KARACHI - The man who joined Pakistan Army on the very first day of independence in 1947 remains deprived of his pension for the last eight months, as the authority concerned has declared him dead in the government documents, TheNation has learnt here.
Soldier Fakharuddin, 82, who started serving Pakistan Army from the first day of independence, said that he had been receiving his pension since he got retirement in 1959 but it had been blocked in April 2012 as the department concerned declared him dead.
“As usual, I visited the department concerned for my pension in May, wherein I came to know that I am no more alive,” he said. He said he was shocked to learn that how a living person could be registered as dead.
Fakharuddin said that he had not received his pension since April and was suffering due to the negligence of the department concern as he had no other source of income.
Despite visiting the relevant department and making several humble requests, the officials were not ready to make correction in the documents to continue his pension.
The retired soldier lives alone in a one-room house in Railway Colony, Karachi, but receives pension from Hyderabad.
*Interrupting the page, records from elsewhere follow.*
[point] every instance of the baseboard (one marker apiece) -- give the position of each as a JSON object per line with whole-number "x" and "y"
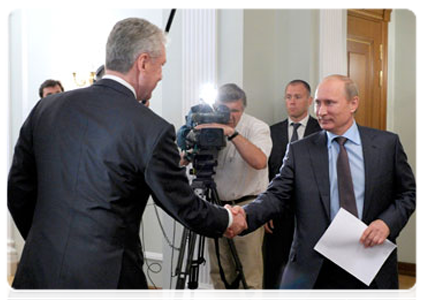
{"x": 409, "y": 269}
{"x": 155, "y": 293}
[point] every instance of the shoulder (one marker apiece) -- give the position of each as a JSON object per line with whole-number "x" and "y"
{"x": 279, "y": 125}
{"x": 374, "y": 133}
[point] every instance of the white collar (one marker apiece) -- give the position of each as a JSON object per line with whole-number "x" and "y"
{"x": 302, "y": 122}
{"x": 121, "y": 81}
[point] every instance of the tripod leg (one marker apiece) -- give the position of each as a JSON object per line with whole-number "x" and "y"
{"x": 182, "y": 276}
{"x": 238, "y": 265}
{"x": 193, "y": 276}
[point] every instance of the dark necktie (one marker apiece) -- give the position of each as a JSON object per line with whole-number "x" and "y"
{"x": 345, "y": 185}
{"x": 294, "y": 136}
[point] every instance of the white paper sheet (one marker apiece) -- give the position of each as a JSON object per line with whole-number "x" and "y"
{"x": 341, "y": 244}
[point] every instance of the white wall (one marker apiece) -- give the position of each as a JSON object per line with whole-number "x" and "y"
{"x": 259, "y": 49}
{"x": 404, "y": 109}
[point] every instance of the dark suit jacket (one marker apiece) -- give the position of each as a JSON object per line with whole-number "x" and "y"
{"x": 84, "y": 167}
{"x": 391, "y": 194}
{"x": 279, "y": 133}
{"x": 276, "y": 245}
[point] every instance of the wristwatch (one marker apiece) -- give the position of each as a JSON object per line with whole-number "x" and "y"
{"x": 233, "y": 135}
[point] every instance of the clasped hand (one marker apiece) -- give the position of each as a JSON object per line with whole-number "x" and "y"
{"x": 239, "y": 222}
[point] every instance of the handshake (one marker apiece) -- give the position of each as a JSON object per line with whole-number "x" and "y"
{"x": 239, "y": 222}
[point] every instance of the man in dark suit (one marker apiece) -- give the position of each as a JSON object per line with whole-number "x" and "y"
{"x": 84, "y": 166}
{"x": 279, "y": 232}
{"x": 382, "y": 184}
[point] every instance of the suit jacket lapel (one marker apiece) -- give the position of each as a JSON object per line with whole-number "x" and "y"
{"x": 371, "y": 163}
{"x": 318, "y": 154}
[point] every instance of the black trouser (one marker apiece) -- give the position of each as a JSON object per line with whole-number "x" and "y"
{"x": 335, "y": 283}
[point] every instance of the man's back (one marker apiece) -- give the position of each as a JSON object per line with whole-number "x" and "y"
{"x": 98, "y": 154}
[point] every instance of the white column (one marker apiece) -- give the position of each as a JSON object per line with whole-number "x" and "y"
{"x": 199, "y": 53}
{"x": 199, "y": 66}
{"x": 333, "y": 41}
{"x": 11, "y": 255}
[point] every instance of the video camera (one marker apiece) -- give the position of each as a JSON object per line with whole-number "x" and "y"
{"x": 201, "y": 145}
{"x": 206, "y": 138}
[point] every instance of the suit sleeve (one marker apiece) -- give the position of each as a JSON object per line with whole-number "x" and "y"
{"x": 173, "y": 194}
{"x": 22, "y": 180}
{"x": 276, "y": 199}
{"x": 406, "y": 196}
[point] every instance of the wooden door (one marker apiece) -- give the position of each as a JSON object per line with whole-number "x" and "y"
{"x": 367, "y": 62}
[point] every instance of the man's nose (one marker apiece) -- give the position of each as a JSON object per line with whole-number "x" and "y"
{"x": 321, "y": 110}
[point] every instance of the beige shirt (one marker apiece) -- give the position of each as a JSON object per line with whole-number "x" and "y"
{"x": 234, "y": 177}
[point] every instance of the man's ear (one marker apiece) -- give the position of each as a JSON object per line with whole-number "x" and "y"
{"x": 354, "y": 104}
{"x": 142, "y": 62}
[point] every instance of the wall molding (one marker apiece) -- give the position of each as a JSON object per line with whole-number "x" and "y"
{"x": 333, "y": 42}
{"x": 409, "y": 269}
{"x": 11, "y": 254}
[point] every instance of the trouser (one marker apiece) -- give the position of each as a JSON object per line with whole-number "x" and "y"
{"x": 335, "y": 283}
{"x": 249, "y": 249}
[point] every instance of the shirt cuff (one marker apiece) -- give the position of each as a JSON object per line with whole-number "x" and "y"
{"x": 231, "y": 218}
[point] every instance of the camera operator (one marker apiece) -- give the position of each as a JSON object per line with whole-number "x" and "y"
{"x": 241, "y": 174}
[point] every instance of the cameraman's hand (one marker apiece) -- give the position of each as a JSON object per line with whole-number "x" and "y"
{"x": 268, "y": 227}
{"x": 239, "y": 222}
{"x": 227, "y": 130}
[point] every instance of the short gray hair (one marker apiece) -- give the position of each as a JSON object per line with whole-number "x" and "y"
{"x": 350, "y": 87}
{"x": 128, "y": 39}
{"x": 230, "y": 92}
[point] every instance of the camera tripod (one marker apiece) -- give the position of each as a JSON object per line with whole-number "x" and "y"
{"x": 206, "y": 189}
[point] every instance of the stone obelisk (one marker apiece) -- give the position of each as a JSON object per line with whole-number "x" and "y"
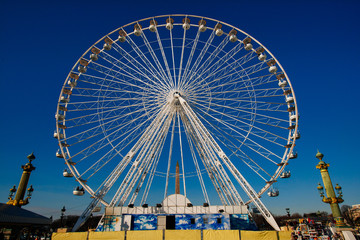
{"x": 177, "y": 179}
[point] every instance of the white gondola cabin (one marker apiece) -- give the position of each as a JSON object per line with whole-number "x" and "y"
{"x": 153, "y": 25}
{"x": 202, "y": 26}
{"x": 59, "y": 116}
{"x": 64, "y": 99}
{"x": 137, "y": 30}
{"x": 97, "y": 208}
{"x": 186, "y": 23}
{"x": 79, "y": 191}
{"x": 273, "y": 192}
{"x": 169, "y": 23}
{"x": 56, "y": 135}
{"x": 72, "y": 83}
{"x": 232, "y": 35}
{"x": 289, "y": 99}
{"x": 262, "y": 57}
{"x": 59, "y": 154}
{"x": 122, "y": 36}
{"x": 293, "y": 155}
{"x": 67, "y": 173}
{"x": 218, "y": 30}
{"x": 94, "y": 57}
{"x": 282, "y": 83}
{"x": 82, "y": 69}
{"x": 285, "y": 174}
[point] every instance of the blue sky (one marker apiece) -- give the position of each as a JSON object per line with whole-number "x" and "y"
{"x": 315, "y": 41}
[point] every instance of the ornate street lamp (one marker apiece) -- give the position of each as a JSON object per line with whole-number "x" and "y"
{"x": 63, "y": 210}
{"x": 288, "y": 211}
{"x": 19, "y": 200}
{"x": 330, "y": 197}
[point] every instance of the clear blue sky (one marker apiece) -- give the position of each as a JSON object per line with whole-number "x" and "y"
{"x": 317, "y": 43}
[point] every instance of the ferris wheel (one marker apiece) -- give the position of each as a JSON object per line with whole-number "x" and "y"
{"x": 176, "y": 89}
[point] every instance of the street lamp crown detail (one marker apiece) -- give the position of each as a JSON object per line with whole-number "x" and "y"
{"x": 330, "y": 197}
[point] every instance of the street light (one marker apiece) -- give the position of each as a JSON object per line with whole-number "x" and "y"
{"x": 330, "y": 197}
{"x": 288, "y": 211}
{"x": 63, "y": 210}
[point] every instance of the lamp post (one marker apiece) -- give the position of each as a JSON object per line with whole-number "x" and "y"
{"x": 19, "y": 200}
{"x": 63, "y": 210}
{"x": 288, "y": 211}
{"x": 330, "y": 197}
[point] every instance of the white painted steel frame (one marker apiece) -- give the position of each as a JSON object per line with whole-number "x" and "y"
{"x": 114, "y": 106}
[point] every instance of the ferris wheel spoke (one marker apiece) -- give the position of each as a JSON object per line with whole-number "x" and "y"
{"x": 235, "y": 172}
{"x": 169, "y": 159}
{"x": 115, "y": 83}
{"x": 260, "y": 92}
{"x": 235, "y": 111}
{"x": 101, "y": 163}
{"x": 191, "y": 55}
{"x": 173, "y": 57}
{"x": 238, "y": 149}
{"x": 147, "y": 159}
{"x": 212, "y": 162}
{"x": 181, "y": 155}
{"x": 255, "y": 81}
{"x": 139, "y": 76}
{"x": 217, "y": 66}
{"x": 205, "y": 64}
{"x": 109, "y": 116}
{"x": 237, "y": 118}
{"x": 158, "y": 121}
{"x": 200, "y": 56}
{"x": 230, "y": 127}
{"x": 96, "y": 146}
{"x": 229, "y": 71}
{"x": 154, "y": 71}
{"x": 228, "y": 188}
{"x": 230, "y": 76}
{"x": 197, "y": 167}
{"x": 94, "y": 119}
{"x": 156, "y": 60}
{"x": 151, "y": 172}
{"x": 136, "y": 64}
{"x": 172, "y": 81}
{"x": 181, "y": 58}
{"x": 147, "y": 189}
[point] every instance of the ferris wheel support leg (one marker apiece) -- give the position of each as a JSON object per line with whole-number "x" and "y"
{"x": 86, "y": 214}
{"x": 234, "y": 171}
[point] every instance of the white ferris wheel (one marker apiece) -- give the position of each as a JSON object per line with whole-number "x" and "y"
{"x": 177, "y": 88}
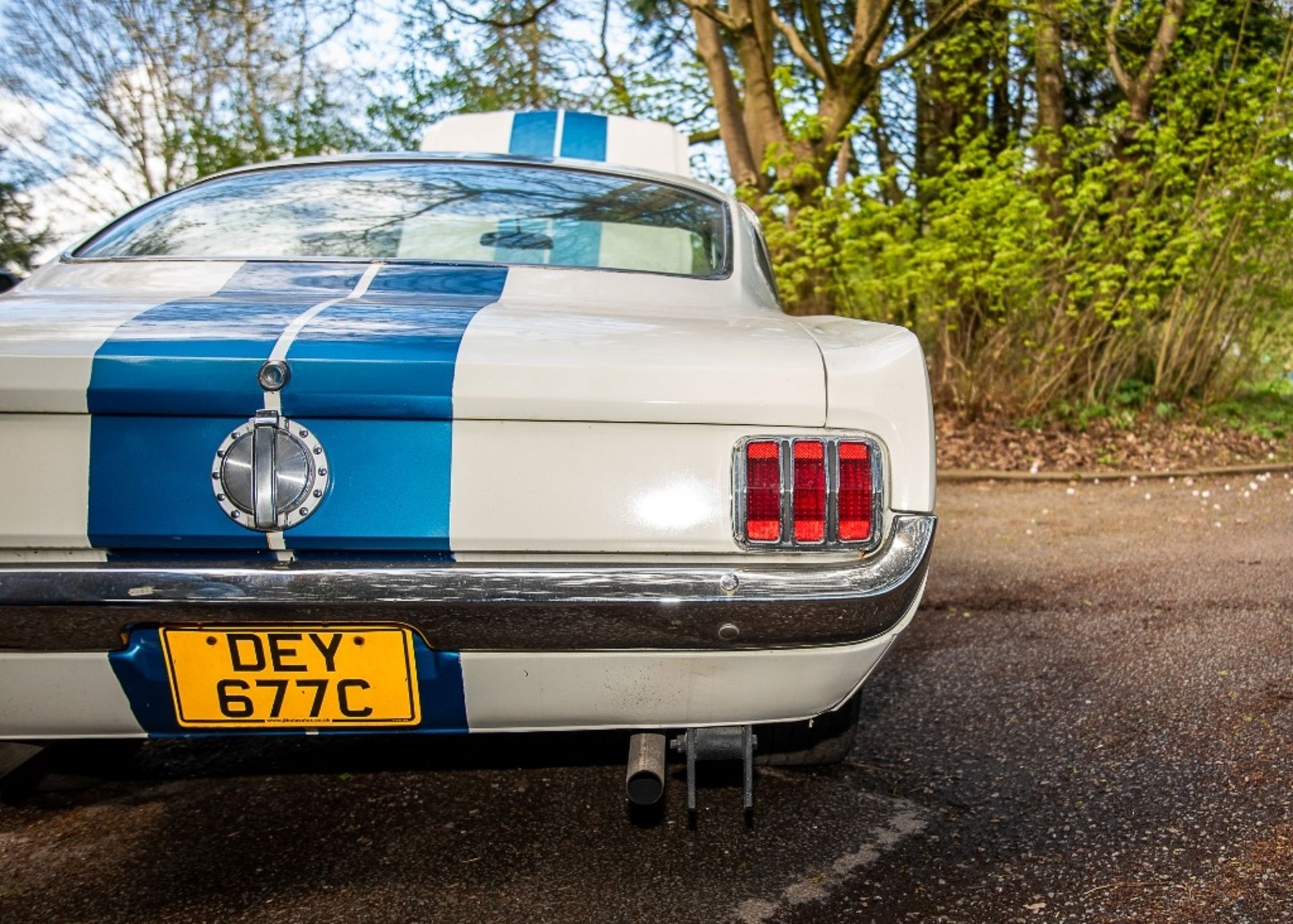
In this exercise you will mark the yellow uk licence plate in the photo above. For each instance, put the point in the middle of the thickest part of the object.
(268, 676)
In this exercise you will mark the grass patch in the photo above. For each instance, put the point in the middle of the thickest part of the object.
(1263, 410)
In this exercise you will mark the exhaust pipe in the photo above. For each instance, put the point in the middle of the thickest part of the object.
(644, 782)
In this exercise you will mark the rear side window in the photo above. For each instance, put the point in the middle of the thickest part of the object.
(454, 211)
(760, 246)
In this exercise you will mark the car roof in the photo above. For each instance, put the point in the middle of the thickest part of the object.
(454, 157)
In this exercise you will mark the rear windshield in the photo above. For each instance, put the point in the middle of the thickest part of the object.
(458, 212)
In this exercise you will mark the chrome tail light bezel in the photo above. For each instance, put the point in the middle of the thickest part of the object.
(785, 459)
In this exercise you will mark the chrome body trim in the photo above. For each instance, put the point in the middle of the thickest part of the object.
(486, 606)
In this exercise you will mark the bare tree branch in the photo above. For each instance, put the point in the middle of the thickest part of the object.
(798, 48)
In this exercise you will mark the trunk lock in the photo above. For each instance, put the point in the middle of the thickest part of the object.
(271, 473)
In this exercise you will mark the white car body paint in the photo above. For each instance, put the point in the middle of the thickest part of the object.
(63, 694)
(630, 143)
(595, 416)
(528, 692)
(46, 358)
(622, 347)
(77, 694)
(44, 481)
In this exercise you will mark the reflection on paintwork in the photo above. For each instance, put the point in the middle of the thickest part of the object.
(677, 507)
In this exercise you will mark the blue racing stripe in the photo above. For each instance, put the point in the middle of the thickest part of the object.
(391, 353)
(583, 136)
(201, 356)
(389, 489)
(140, 669)
(150, 482)
(534, 133)
(372, 376)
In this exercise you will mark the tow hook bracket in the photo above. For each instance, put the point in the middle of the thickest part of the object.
(726, 742)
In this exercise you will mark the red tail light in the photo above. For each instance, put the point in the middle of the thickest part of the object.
(763, 492)
(855, 493)
(809, 507)
(808, 493)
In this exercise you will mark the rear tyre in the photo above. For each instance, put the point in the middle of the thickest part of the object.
(826, 739)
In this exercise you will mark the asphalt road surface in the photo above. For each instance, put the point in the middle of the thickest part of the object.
(1092, 720)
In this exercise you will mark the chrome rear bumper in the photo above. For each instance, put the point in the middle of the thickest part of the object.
(472, 606)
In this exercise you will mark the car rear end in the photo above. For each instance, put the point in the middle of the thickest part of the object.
(337, 494)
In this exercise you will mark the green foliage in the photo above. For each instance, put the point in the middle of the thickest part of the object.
(1262, 409)
(1154, 267)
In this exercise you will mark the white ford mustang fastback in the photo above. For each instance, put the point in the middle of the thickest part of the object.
(493, 441)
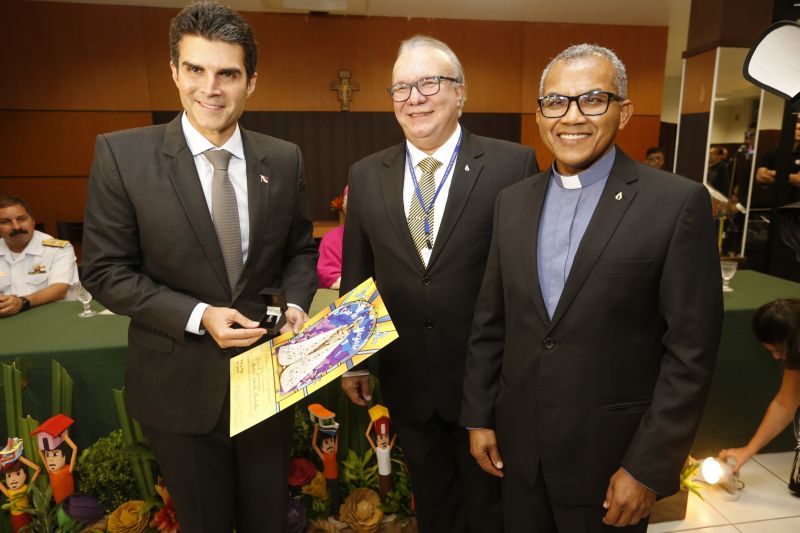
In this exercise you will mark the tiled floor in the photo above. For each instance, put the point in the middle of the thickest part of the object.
(765, 505)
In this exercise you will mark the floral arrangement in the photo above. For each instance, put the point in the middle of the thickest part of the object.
(337, 204)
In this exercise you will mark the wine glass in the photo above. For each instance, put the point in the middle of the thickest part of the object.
(728, 270)
(85, 298)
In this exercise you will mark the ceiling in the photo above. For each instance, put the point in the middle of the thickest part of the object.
(671, 13)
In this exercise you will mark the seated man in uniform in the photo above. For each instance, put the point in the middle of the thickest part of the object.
(35, 268)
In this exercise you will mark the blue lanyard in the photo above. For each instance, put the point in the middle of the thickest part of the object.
(418, 192)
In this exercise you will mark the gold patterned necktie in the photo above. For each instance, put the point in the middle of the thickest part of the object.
(416, 214)
(225, 214)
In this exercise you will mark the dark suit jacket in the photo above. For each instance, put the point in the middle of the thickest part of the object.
(150, 251)
(422, 371)
(620, 374)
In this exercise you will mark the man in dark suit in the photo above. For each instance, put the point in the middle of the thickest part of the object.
(598, 320)
(182, 241)
(421, 228)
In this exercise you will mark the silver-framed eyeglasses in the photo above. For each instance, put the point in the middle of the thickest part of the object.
(400, 92)
(590, 104)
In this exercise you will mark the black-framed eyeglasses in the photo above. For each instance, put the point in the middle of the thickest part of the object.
(400, 92)
(590, 104)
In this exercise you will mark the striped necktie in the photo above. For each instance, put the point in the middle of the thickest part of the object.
(416, 215)
(225, 214)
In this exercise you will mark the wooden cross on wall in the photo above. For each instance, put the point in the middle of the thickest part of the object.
(344, 89)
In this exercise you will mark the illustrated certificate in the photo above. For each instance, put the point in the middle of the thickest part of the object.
(276, 374)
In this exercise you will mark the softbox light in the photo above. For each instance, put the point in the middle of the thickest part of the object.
(773, 62)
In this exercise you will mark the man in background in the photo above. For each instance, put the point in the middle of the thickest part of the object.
(598, 321)
(185, 224)
(419, 221)
(35, 268)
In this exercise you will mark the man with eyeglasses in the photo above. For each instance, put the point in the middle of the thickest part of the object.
(598, 321)
(419, 220)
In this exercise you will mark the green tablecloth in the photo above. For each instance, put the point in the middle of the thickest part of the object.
(93, 350)
(746, 377)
Fakharuddin joined British Army in his early age, and soon after the independence he migrated to Pakistan and joined Pakistan Army and was posted in Dera Ismail Khan.
He informed that although he had taken his retirement in 1959, he took part in Indo-Pak war in 1965 and 1971, when he was called back by the Pakistan Army.
Fakharuddin also witnessed the entire process of the independence.
He said on the Independence Day he was deputed at Dehli Assembly as a security guard of Lord Mountbatten, who was the last Viceroy of India, and the first Governor-General of the independent Union of India (1947–48).
He recounted that soon after the independence, bloody riots erupted in Dehli where numbers of Muslims were killed and were forced to leave.
He said that the Muslims who were serving the British Army were deprived of the weapons, property and were forced to leave India.
“I found my father slaughtered and my mother and two brothers missing as the Indian rioters had attacked the innocent Muslims,” he said while wiping his tearful eyes.
Fakharuddin remained a bachelor throughout his life and has no family member.